Capítulo 7
- Onde vamos? - perguntou Addison, olhando em volta, curiosa.
- É segredo de lobo. Se te disséssemos, teríamos de matar-te! - exclamou Wynter.
Astra revirou os olhos, vendo a irmã encarar a lobisomem com absoluto horror. A mais velha deu uma cotovelada a Wynter, pouco se importando com os olhares que recebera dos restantes lobisomens.
- Podes tentar ser menos irritante? - questionou, aborrecida - Ninguém tem medo de ti.
- Ei, eu sou bastante assustadora...
- Não, não és. - Astra pousou a mão sobre a sua cabeça, afagando-a - És como um cachorrinho. Pequena, inofensiva mas que acha que tem dentes de gente grande. - sorriu, soprando para o seu rosto - Que tal uma dose de simpatia para variar?
Wynter fez uma careta.
- Mas tu não és simpática.
Addison escondeu o riso, enquanto Wyatt sorria, discretamente. Astra fez uma careta, fingindo pensar.

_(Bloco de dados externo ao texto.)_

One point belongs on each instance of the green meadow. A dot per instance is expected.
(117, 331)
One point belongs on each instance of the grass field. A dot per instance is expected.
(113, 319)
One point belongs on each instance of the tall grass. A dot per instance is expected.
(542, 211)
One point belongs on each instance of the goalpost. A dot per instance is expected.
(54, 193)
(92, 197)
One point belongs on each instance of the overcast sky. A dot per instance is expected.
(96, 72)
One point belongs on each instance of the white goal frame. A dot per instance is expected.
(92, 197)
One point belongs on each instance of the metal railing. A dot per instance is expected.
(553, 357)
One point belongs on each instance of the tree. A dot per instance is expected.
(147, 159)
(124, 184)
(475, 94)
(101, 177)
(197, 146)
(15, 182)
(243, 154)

- Isso não é... É, é verdade.
- Então... Bem-vindas! - Wynter semicerrou os olhos - Mas não assim tão bem-vindas!
A lobisomem transformou-se, ameaçadora. Assim que o fez, a pedra no seu colar brilhou a azul... tornando-se esverdeada segundos depois de ser ativada. Astra sentiu o coração dar um salto, a mão aproximando-se discretamente das costas de Wynter. Com gentileza, pousou-a no corpo dela, respirando fundo. As pontas dos dedos brilharam, as tonalidades violeta e rosa familiares. Soltou um suspiro, sentindo-se aliviada, o poder fluindo de si como se finalmente tivesse encontrado o seu propósito.
- Está tudo bem? - perguntou Addison, fitando Wynter com preocupação.
- O meu colar está a perder carga. - disse Wynter, entristecida.
Os olhos de Wyatt encararam os violeta de Astra, cujas bochechas adotaram um tom rosado ao perceber que ele via o que ela estava a fazer. Para alguém que negara ter o poder da tal Guardiã que ele falara, parecia bastante focada em usar o seu dom para fortalecer Wynter. O brilho nos seus dedos começava a expandir-se, preenchendo-lhe a mão e Astra afastou-se, escondendo a mão atrás das costas enquanto Wyatt explicava:
- Todos os dias, mais e mais de nós ficam doentes porque as suas pedras da Lua perdem o seu poder. Os anciões estão demasiado doentes para viajar, o que significa...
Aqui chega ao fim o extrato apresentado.